Do I need a paid Anthropic plan to use this?

Claude Code works with any Anthropic API plan, including the free tier. However, the free tier has lower rate limits (requests per minute and tokens per minute) that may slow down multi-step workflows. For professional use, the Build or Scale plan provides higher limits and priority access during peak hours.

How does this affect token usage and cost?

The token cost depends on the size of your prompts and Claude’s responses. Typical development tasks consume 10K-50K tokens per interaction. Using a CLAUDE.md file and skills reduces exploration tokens by 50-80%, which directly lowers costs. Monitor your usage at console.anthropic.com/settings/billing.

Can I customize this for my specific project?

Yes. All Claude Code behavior can be customized through CLAUDE.md (project rules), .claude/settings.json (permissions), and .claude/skills/ (domain knowledge). The most impactful customization is adding your project’s specific patterns, conventions, and common commands to CLAUDE.md so Claude Code follows your standards from the start.

What happens when Claude Code makes a mistake?

Claude Code creates files and edits through standard filesystem operations, so all changes are visible in git diff. If a change is wrong, revert it with git checkout -- <file> for a single file or git stash for all changes. Claude Code does not make irreversible changes unless you explicitly allow destructive commands in settings.json.

Practical Details

When working with Claude Code on this topic, keep these implementation details in mind:

Project Configuration. Your CLAUDE.md should include specific references to how your project handles this area. Include file paths, naming conventions, and any project-specific patterns that differ from defaults. Claude Code reads this file at session start and uses it to guide all operations.

Integration with Existing Tools. Claude Code works alongside your existing development tools rather than replacing them. It respects .gitignore for file visibility, uses your project’s installed dependencies, and follows the build/test scripts defined in package.json (or equivalent). Ensure your toolchain is working correctly before involving Claude Code.

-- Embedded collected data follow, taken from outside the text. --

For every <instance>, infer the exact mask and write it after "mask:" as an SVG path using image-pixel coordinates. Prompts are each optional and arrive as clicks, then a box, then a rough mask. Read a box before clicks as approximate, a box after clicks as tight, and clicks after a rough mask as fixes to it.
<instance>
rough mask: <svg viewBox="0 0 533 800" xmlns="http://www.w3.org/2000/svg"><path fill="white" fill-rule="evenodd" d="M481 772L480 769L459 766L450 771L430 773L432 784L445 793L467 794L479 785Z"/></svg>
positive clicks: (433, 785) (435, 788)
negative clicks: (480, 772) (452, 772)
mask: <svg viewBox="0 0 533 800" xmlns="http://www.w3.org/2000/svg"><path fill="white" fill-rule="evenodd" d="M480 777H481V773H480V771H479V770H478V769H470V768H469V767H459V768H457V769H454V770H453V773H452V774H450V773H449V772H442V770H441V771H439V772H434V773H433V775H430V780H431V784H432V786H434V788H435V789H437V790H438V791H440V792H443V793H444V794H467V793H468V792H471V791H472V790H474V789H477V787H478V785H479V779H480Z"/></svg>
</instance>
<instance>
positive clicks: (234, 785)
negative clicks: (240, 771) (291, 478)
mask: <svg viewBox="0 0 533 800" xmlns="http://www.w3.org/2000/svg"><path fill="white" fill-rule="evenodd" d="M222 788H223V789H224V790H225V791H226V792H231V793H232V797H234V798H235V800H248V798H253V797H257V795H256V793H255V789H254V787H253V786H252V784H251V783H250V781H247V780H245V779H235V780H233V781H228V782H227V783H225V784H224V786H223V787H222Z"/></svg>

Performance Considerations. For large codebases (10,000+ files), Claude Code’s file scanning can be slow if not properly scoped. Use .claudeignore to exclude generated directories (dist, build, .next, coverage) and dependency directories (node_modules, vendor). This typically reduces scan time by 80-90%.

Version Control Integration. All changes Claude Code makes are regular filesystem operations visible to git. Use git diff after each significant change to review what was modified. For experimental changes, create a branch first with git checkout -b experiment/topic so you can easily discard or keep the results.